The caravan-leader complied with her request and fetched the girl, and on her appearance Utpalavarṇā conceived affection for her. One day, when she was dressing the girl’s hair, she perceived a scar on her head, and asked her what had caused it.
“I know nothing about it,” replied the girl, “except that my grandmother has told me that my mother once tossed me to my father in a fit of passion, and I fell upon the threshold, and that was how the scar was produced.”

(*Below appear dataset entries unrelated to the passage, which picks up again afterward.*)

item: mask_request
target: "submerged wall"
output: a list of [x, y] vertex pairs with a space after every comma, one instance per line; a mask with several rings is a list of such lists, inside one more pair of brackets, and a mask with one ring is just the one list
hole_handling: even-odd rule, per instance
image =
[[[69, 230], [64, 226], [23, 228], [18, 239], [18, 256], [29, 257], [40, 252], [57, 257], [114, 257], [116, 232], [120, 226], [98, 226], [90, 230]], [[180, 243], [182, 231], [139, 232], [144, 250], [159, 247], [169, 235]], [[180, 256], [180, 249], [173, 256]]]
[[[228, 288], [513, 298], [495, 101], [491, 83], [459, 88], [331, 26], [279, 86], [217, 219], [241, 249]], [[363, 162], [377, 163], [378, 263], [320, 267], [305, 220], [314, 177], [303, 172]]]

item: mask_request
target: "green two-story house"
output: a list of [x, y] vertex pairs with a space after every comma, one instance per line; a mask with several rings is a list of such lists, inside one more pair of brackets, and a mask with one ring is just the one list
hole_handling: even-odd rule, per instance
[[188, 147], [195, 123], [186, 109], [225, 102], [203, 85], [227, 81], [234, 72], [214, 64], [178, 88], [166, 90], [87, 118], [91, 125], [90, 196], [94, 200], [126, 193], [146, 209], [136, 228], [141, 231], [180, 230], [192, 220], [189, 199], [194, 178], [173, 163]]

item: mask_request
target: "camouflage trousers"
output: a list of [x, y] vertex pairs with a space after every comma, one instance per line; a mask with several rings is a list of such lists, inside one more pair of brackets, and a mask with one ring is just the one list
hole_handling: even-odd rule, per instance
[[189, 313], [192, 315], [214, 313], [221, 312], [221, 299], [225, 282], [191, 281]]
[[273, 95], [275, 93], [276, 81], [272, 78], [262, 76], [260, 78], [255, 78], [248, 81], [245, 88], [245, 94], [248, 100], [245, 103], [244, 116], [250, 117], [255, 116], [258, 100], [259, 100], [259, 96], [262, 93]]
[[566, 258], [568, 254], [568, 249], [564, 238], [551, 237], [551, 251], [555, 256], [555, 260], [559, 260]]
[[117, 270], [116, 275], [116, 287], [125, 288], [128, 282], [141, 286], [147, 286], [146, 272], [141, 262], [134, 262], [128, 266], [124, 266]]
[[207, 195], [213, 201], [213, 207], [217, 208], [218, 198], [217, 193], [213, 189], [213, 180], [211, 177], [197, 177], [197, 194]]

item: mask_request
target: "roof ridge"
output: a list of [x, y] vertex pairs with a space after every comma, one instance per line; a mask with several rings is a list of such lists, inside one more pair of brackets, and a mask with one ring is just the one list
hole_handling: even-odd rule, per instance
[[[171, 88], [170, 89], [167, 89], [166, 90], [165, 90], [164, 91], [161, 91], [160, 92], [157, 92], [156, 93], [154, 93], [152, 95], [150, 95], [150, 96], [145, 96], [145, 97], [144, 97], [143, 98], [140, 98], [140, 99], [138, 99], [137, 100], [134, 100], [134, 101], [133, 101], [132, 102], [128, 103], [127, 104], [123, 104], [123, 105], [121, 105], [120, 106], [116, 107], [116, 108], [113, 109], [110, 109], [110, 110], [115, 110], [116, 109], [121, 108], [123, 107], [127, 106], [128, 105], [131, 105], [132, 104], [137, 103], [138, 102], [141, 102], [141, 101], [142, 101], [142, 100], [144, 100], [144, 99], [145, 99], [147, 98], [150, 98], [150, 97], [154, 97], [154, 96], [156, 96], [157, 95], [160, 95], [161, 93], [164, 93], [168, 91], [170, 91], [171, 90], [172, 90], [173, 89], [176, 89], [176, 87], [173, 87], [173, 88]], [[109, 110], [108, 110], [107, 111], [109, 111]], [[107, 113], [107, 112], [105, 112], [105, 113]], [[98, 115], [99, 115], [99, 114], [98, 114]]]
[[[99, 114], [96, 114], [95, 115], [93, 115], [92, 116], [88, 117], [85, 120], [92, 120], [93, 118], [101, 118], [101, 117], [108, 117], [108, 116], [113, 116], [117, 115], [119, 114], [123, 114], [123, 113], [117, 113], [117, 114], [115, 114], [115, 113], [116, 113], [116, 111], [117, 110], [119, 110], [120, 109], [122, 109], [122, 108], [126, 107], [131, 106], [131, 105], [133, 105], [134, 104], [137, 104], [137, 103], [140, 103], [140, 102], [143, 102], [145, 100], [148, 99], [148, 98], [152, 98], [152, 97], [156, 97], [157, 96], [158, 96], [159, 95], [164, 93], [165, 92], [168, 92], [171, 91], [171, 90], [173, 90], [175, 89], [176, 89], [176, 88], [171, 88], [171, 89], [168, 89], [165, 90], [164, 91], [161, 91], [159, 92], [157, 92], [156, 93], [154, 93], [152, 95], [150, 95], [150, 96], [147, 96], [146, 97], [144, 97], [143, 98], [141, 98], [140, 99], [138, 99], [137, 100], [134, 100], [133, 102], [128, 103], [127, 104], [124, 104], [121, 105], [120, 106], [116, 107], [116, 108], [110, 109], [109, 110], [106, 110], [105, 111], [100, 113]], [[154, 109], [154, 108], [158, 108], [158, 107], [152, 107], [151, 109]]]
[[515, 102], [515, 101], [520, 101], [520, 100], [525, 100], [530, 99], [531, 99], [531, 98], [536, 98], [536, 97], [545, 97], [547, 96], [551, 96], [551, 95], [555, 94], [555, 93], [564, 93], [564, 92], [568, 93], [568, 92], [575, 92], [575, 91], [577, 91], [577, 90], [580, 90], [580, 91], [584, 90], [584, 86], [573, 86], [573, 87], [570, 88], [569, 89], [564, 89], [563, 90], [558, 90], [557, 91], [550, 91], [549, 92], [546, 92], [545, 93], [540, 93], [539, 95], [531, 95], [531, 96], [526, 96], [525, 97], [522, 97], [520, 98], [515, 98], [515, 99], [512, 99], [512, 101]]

“What is your grandmother’s name?”
“So and so.”
“And your mother’s?”
“Utpalavarṇā.” [[210]]
Then Utpalavarṇā thought, “As there I was mother and joint-wife, and here my daughter is joint-wife, I must anyhow depart.” So she veiled her head and went away from the house.
Seeing that a caravan was starting for Vaiśālī she attached herself to it, entered into intimate relations with the merchants, and arrived at Vaiśālī together with them. When the courtesans residing in Vaiśālī asked why the merchants from Mathurā had nothing to do with them, one of their number said, “Is it not because they have brought with them a Gandhāra woman of such beauty that we are not worthy to wash her feet?” Then they all assembled and betook themselves to Utpalavarṇā and invited her, as her vocation was the same as theirs, to enter among them. Utpalavarṇā laid aside her head-dress and straightway went unto them.
As they sat one day at the drinking-board they discoursed about the various merchants whom they had relieved of divers sums. Now there lived in Vaiśālī a young grocer named Anishtaprāpta, whom none of them had as yet been able to allure. They said, “Whoever amongst us succeeds in alluring the young grocer, her will we style a capable woman.” Utpalavarṇā asked whether in case she succeeded in alluring him, they would recognise her as their mistress. They replied that they would; in return for which she promised that if she failed she would pay sixty Kārshāpaṇas.
Having hired an apartment near the grocer’s dwelling, she gave her maid instructions to buy perfumes from him every day. In case he asked her for whom she bought them, she was to reply that a young man of good family had come to Utpalavarṇā’s house, and that it was for him that they were intended. The maid acted in accordance with these instructions. After a time, Utpalavarṇā told her maid to procure from the same young man, bitter, acid, and tart drugs. If he asked for whom they were [[211]]intended, she was to say that the young man of good family was ill, and that she had bought the drugs for him. If he asked whose money it was that was paid, she was to say that Utpalavarṇā paid it. The maid did as she ordered. When the grocer saw that Utpalavarṇā was providing for the invalid out of her own means, he conceived a liking for her, and told her maid to let her know that he wished to pay her a visit. She executed the commission, but Utpalavarṇā told her to say to him that the young man of good family was not yet cured.